Тут же схватив длинный зеленый тепличный огурец, она, запрокинув голову, стала погружать его себе в глотку и затолкала почти полностью! Давыдов захохотал и захлопал в ладоши. Зощенко смотрел на нее круглыми глазами – даже в гарнизонах, где бывали и бывало всякое, он не видел таких баб.
Уткина, вынув огурец, подошла к Зощенко вплотную и снова забормотала: «Потанцуй! Потанцуй!».
– Слушайте, не могу… – ответил, приложив руку к груди, Зощенко. – Вы же видели, как меня помяли. Не могу, извините…
Уткина обозлилась.
– Антоша, накажи его, он не хочет танцевать с дамой… – протянула он голосом обиженной нимфетки.
Давыдов, вот только что хохотавший над тем, как она заглотнула огурец, мгновенно помрачнел и, повернувшись к Зощенко, сердито сказал:
– Что, летчик, рыло воротишь? Тебя в компанию позвали, а ты нашими бабами брезгуешь?!
Не успел Зощенко ответить, как Давыдов резко ударил его прямо в лицо. Зощенко слетел со стула, и, поднимаясь, проговорил:
– Да ты ошалел, сопляк, я тебе в отцы гожусь!
– На хую я видал таких отцов! – закричал Давыдов. Отца он и правда ненавидел – не мог простить того, что тот не отмазал его полностью.
Протопопов и Хоркин захохотали. Уткина, уже вряд ли что-то соображающая, вдруг заголосила:
– Трахните, мальчики, это козла! Если он не хочет такую женщину как я, так он точно пидор!
Протопопов закричал: «Точно, трахнем деда!»
Зощенко, хоть такие резкие перемены не умещались в голове, понял, что дело плохо и надо драться. Он увидел рядом бутылку, схватил ее и ударил того, кто был ближе – Протопопова – по голове. Протопопов рухнул. Хоркин и Давыдов бросились на Зощенко. Уткина выбежала с криком «Убивают!». Зощенко был трезвее молодых ментов, да Протопопов был к тому же явно не герой – пыл его почти сразу прошел. Зощенко двинул Хоркину по голове, того отбросило к стене. Давыдов все прилаживался достать Зощенко ногой, но мешал стол. Зощенко двинул стол на Давыдова, приперев его к стенке, и бросился к двери. Он уже выскочил в «приемный покой», но как раз в этот момент на его пути оказался Котенко с резиновой дубинкой. С размаху Котенко ударил Зощенко по голове.
– Ааа, сука! – взревел Зощенко, и этот крик в своей камере услышали Кутузов и Ураганов. Тут сзади на Зощенко бросился выбравшийся из-за стола Давыдов, да еще выбежал Хоркин. Зощенко упал. Его лупили ногами и дубинкой, он пробовал встать, и не успевал. Из подсобки, шатаясь, вышли еще и Крейц с Карташовым. Карташов вдруг вспомнил, что когда-то учился рукопашному бою и заорал: «Да как вы бьете, вы же так не убьете его никогда!» После этих слов он с размаху двинул Зощенко кулаком по затылку. Зощенко упал лицом в пол.

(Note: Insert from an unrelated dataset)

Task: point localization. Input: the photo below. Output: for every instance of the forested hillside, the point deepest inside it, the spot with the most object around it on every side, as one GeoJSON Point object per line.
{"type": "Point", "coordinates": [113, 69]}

– Вы что, суки?! – закричал из камеры Кутузов, подошедший к двери и силившийся разглядеть или расслышать хоть что-нибудь. – Пидоры ментовские!
Кутузова, обычно молчаливого, вдруг прорвало. Такое редко с ним бывало, но тут он не мог сдержаться. Вечер и так закончился наперекосяк, а теперь и вовсе происходило то, что не умещалось в голове.
– Козлы! – заорал он.
Замок камеры загремел – вошел Котенко, оглянулся, понял, что кричал Кутузов, и резко ударил его дубинкой по голове. Кутузов упал.
– Как его зовут? – спросил Котенко Ураганова.
– Кутузов… Кутузов… – отвечал растерявшийся Ураганов.
– С утра сдадим и этого, и того в РОВД за сопротивление милиции! – сказал Котенко. Он посмотрел на Ураганова. Тот отвел глаза. Котенко усмехнулся.
Тут в камеру забежал Давыдов.
– Это кто тут орал?! – начал он.
– Вон тот, – указал дубинкой Котенко и произнес с сарказмом, по слогам: – Ку-ту-зов!
Давыдов наклонился над лежащим летчиком и проорал ему в ухо:
– Ну что, полководец Кутузов, каково тебе?
Кутузов не реагировал.
– Что же вы его так сильно, Константин Павлович, даже неинтересно! – сказал Давыдов. Они оба вышли, замок лязгнул, закрываясь. Тут Давыдову пришла в голову забавная по его мнению идея – он отстегнул от пояса газовый баллончик, прокричал в камеру «С наступающим!» и выпустил внутрь струю «черемухи». В камере закашлялись и заматерились. Давыдов довольный отошел.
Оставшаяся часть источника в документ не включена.